うそつきな唇に、キス





やばい人というか、変な人というか。

……なんていうか。




「…………変人、」

「ぼそっと言ウた声ちゃーんと聞こえとるで」

「そこは別に聞かなくていいんですよ。というか、本当に急がないと若サマにいろいろ聞かれちゃ、」




そう、続きを紡ごうとした声は、キーンコーン、なんていういつまでも聞き慣れない音に遮られ。

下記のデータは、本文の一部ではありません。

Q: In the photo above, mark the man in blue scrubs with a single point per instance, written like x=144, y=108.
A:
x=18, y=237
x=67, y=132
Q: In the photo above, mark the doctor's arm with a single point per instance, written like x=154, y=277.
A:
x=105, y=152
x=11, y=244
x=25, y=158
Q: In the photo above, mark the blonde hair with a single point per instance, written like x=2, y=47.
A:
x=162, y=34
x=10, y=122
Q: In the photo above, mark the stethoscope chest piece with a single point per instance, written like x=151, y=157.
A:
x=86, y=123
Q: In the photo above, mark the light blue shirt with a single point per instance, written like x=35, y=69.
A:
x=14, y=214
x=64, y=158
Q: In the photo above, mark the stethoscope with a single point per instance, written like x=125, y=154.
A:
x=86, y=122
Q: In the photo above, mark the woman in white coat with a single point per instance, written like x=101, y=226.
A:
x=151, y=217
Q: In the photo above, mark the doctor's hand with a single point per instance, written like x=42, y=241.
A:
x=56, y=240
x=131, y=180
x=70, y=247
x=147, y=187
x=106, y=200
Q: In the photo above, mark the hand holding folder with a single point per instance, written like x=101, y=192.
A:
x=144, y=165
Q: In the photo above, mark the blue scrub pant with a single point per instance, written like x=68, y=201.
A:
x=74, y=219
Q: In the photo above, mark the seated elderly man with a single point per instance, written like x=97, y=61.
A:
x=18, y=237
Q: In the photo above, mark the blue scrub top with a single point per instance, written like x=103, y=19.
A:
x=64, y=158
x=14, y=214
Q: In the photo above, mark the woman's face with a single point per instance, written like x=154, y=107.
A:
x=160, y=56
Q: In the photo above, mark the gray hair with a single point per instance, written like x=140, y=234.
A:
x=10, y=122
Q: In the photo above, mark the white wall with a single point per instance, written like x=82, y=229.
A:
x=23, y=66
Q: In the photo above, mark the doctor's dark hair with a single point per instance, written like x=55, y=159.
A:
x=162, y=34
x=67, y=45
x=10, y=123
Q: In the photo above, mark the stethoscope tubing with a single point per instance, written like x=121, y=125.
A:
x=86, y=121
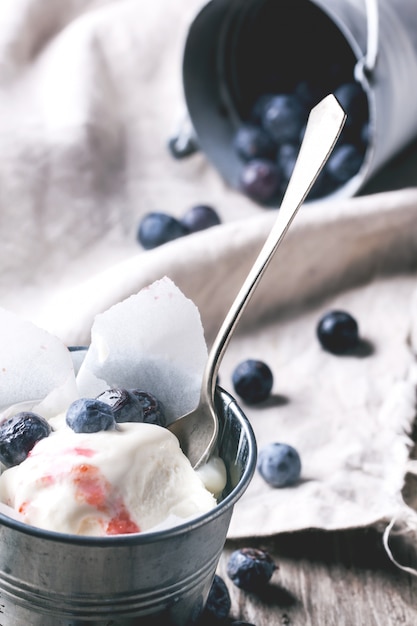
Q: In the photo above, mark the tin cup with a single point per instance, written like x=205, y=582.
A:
x=164, y=577
x=372, y=42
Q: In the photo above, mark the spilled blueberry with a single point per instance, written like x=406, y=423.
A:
x=89, y=415
x=252, y=381
x=253, y=142
x=18, y=435
x=338, y=332
x=218, y=601
x=250, y=569
x=158, y=228
x=125, y=405
x=260, y=180
x=279, y=464
x=153, y=409
x=200, y=217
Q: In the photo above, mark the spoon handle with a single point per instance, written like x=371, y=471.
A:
x=323, y=128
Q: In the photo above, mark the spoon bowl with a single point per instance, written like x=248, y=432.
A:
x=198, y=430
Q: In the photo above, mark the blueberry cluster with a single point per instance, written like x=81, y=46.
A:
x=157, y=228
x=269, y=140
x=113, y=406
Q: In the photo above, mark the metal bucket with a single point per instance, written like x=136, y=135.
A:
x=379, y=35
x=164, y=577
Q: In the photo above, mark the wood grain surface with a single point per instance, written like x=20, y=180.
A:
x=327, y=579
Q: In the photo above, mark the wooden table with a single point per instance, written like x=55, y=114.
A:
x=327, y=579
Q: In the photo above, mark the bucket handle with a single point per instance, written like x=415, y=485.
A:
x=366, y=65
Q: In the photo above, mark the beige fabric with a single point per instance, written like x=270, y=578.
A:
x=89, y=94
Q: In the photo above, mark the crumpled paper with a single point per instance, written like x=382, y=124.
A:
x=90, y=92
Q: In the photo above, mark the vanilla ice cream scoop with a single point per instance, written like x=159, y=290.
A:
x=127, y=480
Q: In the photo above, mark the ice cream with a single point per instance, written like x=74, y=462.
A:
x=132, y=476
x=130, y=479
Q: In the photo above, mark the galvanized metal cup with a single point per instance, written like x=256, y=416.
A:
x=379, y=34
x=53, y=579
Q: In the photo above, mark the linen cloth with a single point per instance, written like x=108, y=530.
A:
x=90, y=93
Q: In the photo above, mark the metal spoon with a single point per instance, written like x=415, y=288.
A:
x=197, y=431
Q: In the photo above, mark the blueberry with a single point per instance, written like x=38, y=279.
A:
x=153, y=409
x=344, y=162
x=253, y=142
x=200, y=217
x=260, y=180
x=88, y=415
x=250, y=569
x=284, y=118
x=218, y=602
x=279, y=464
x=156, y=229
x=125, y=405
x=18, y=435
x=338, y=332
x=252, y=381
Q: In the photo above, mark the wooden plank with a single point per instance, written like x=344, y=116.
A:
x=327, y=579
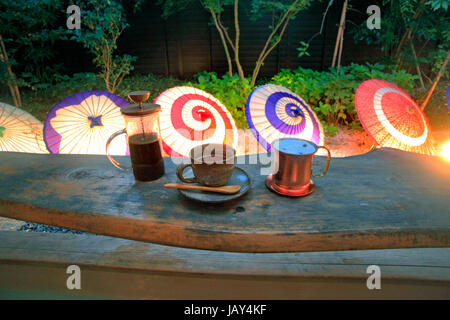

ぱちぱち、ふたり同時に目を合わせて、瞬かせて、……やがて、はあと揃ってため息をついた。




「……ああ、若サマと琴に怒られますね……、睿霸が」

「僕ガ?!?!?!えるちゃんやナくて?!?!?!」

「だってあのふたりなら、わたしと睿霸が連れ立っていた場合、ほぼ9割睿霸側に非があると考える思考回路してるじゃないですか……」

「ほんっっっっまそうやネ!!!!」




後方保護者面モンスター怒らせたら怖いんやけど……、とぼやいて遠くを見つめる睿霸の肩を、そっと支え直した。


……まあ、今回はわたしが白棟の生徒に喧嘩を売られたり売ったり、……いや脅したり、睿霸に喧嘩をふっかけたりして時間を使ったから、もしふたりに何か詰められてたら庇わなきゃ、な。

遅れたのはわたしだけじゃないし、そもそもの原因は大概わたしという存在にある。